Cet entretien nous a permis de percevoir une autre facette de notre problématique: du côté des ressources humaines, comment sont perçues les femmes dans les postes à haut niveau. Luca nous a fait comprendre que ce n’est pas vraiment aux femmes d’essayer de rentrer dans des plans de carrières menant à des positions hautes initialement destinées à des hommes, mais aux ressources humaines de repenser les plans de carrière en fonction des avancées de la société, et notamment le fait que les femmes travaillent, elles aussi.
Si la question de la maternité revient aussi souvent c’est parce que, que ce soit pour le congé ou pour les enfants, la plupart des organisations pensent que cela prenne trop de temps à la femme, qui par conséquent en aura moins à mettre dans l’entreprise.

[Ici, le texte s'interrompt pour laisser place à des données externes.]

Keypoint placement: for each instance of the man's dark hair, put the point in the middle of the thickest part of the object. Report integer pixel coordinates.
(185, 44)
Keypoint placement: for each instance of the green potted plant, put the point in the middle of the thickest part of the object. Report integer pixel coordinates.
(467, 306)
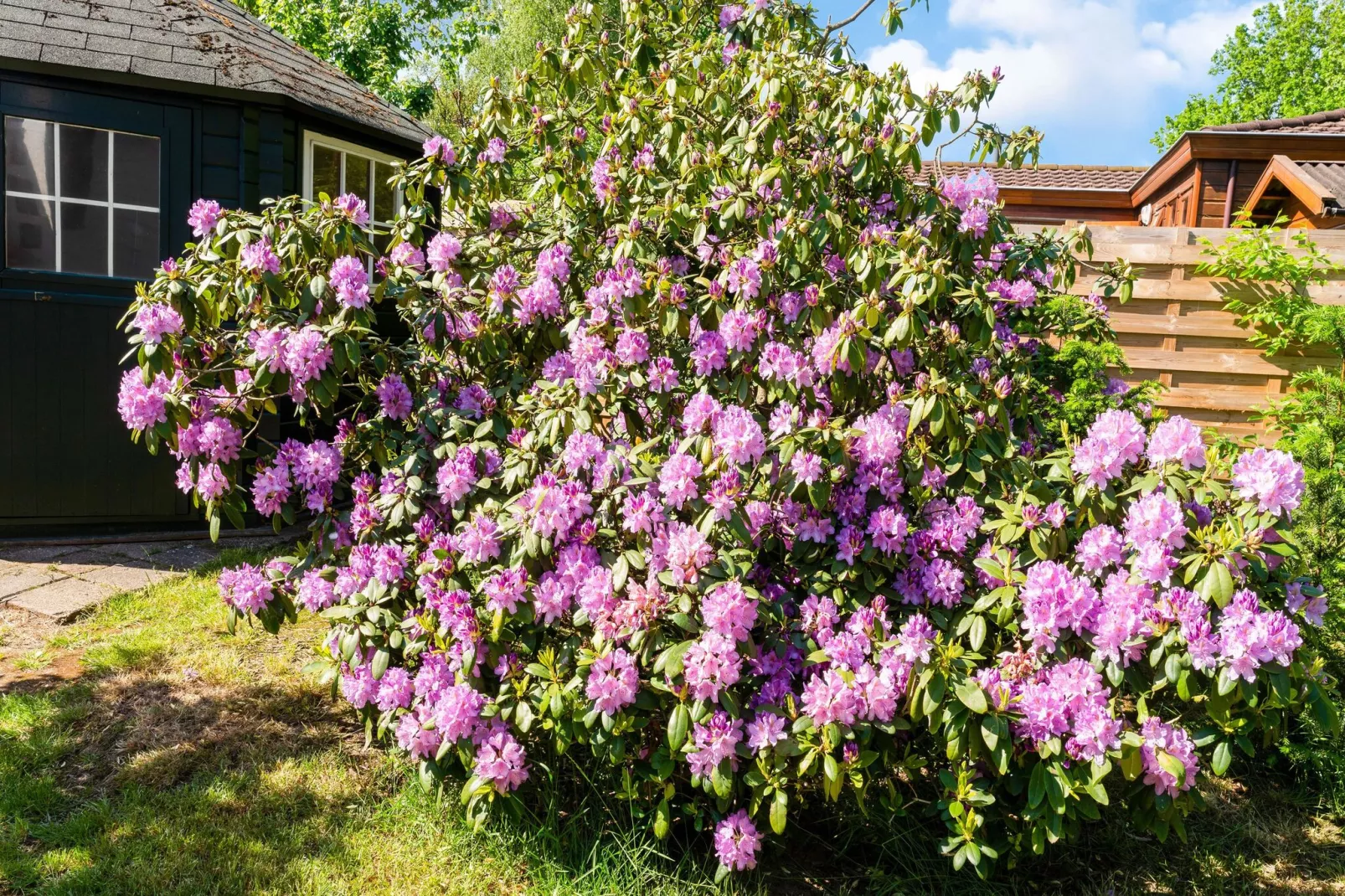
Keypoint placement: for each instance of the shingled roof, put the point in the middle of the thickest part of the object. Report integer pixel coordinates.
(202, 42)
(1056, 177)
(1331, 121)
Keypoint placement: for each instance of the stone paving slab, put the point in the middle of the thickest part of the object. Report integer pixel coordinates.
(19, 578)
(59, 581)
(62, 600)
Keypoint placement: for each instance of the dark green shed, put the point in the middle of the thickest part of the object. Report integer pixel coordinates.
(117, 116)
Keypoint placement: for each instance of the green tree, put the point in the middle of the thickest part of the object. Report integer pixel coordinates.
(1290, 61)
(506, 38)
(395, 49)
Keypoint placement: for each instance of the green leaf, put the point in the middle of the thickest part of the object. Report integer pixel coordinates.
(1038, 786)
(678, 724)
(1218, 585)
(1173, 767)
(1222, 759)
(971, 696)
(662, 818)
(779, 811)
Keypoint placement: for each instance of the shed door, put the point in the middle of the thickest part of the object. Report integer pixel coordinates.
(95, 194)
(64, 455)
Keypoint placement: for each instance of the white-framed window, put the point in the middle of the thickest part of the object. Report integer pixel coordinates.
(80, 199)
(335, 167)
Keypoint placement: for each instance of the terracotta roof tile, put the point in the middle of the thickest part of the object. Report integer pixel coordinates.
(1054, 177)
(1331, 121)
(1329, 175)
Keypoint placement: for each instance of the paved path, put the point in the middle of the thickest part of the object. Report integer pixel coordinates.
(61, 581)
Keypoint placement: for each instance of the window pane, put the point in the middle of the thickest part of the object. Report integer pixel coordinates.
(84, 163)
(326, 173)
(385, 202)
(135, 242)
(84, 237)
(30, 233)
(30, 150)
(135, 170)
(357, 175)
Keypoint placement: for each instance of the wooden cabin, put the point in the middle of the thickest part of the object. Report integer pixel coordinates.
(1281, 166)
(117, 116)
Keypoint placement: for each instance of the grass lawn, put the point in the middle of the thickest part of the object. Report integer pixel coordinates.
(147, 751)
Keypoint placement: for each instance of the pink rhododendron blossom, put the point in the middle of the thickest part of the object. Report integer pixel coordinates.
(736, 840)
(1114, 440)
(1273, 478)
(1178, 440)
(204, 217)
(1172, 740)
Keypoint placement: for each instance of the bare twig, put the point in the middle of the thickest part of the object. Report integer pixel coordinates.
(845, 22)
(938, 152)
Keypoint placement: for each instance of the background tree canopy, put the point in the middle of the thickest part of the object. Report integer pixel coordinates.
(1290, 61)
(395, 49)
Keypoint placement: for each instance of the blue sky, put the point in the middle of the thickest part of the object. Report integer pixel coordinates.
(1095, 75)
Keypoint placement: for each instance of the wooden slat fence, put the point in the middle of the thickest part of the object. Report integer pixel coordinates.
(1174, 328)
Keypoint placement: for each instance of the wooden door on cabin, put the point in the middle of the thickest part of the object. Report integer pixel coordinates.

Nous n’avions pas conscience, avant de remarquer que la question des rôles sociaux revenait systématiquement dans les entretiens, que c’était cet aspect qui posait le plus problème aux femmes dans leur ascension au sein des entreprises.
@manu_scogna10
L’interview de Luca X a été difficile à mettre en relation avec les deux autres. Et pour cause, travailler dans un milieu institutionnel est assez différent. Nous nous sommes donc appliquées à reprendre les éléments les plus pertinents à mettre en parallèle avec les autres interviews ainsi que les remarques qui nous ont semblé sortir des analyses déjà effectuées.
L’interview de Luca est particulièrement marquée par l’idée qu’il y a une réelle amélioration de la condition des femmes au sein du Ministère et par l’optimisme dont fait preuve le directeur des ressources humaines. Il prend ainsi l’exemple de l’amélioration de la proportion homme/femme au sein des diplomates du Ministère: «Dans mon concours, qui a été fait en 1989, les femmes qui l’ont gagné étaient 4 et les hommes 24. C’est plus ou moins cette proportion qui s’est maintenue jusqu’au début des années 2000. Dans les concours aujourd’hui, par contre, le pourcentage de femmes a augmenté, atteignant 30%: une proportion de 2/3 d’hommes et 1/3 de femmes». Si l’ambassade n’a pas encore atteint la parité, il est à noter que la progression est bien réelle. Le fait de se retrouver dans le milieu institutionnel n’est pas étranger à tout cela. En effet, le gouvernement italien a mis en place des politiques en faveur de l’égalité des sexes et essaye de les appliquer en premier lieu dans ses institutions.